California Proposition 63’s provision on large-capacity firearm magazines declared unconstitutional by federal judge

On March 29, 2019, Judge Roger Benitez of the U.S. District Court of Southern California ruled that a provision of Proposition 63 banning large-capacity firearm magazines (more than 10 rounds) was unconstitutional. He wrote, “[Proposition 63] burdens the core of the Second Amendment by criminalizing the acquisition and possession of these magazines that are commonly held by law-abiding citizens for defense of self, home, and state.”
Voters approved Proposition 63 in 2016. Before Proposition 63, residents who owned large-capacity magazines before 2000 were allowed to keep them. Proposition 63 was designed to criminalize possession and require owners, including those who possessed large-capacity magazines before 2000, to remove them from the state, sell them to a firearms dealer, or surrender them to law enforcement. The provision was scheduled to go into effect on July 1, 2017, but Judge Benitez placed an injunction on the provision on June 29, 2017, pending his final order.
Gov.
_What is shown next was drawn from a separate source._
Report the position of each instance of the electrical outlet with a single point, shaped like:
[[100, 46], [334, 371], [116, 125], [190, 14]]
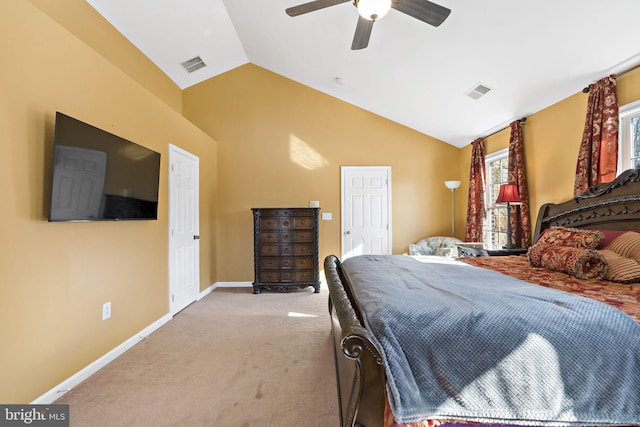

Gavin Newsom (D), who was lieutenant governor in 2016, was involved in developing Proposition 63. He responded to Judge Benitez’s ruling, saying, “This District Court Judge’s failure to uphold a ban on high-capacity magazines is indefensible, dangerous for our communities and contradicts well-established case law.”
If appealed, the case would go before the 9th Circuit Court of Appeals. California Attorney General Xavier Becerra (D) said his office is “reviewing the decision to evaluate next steps.”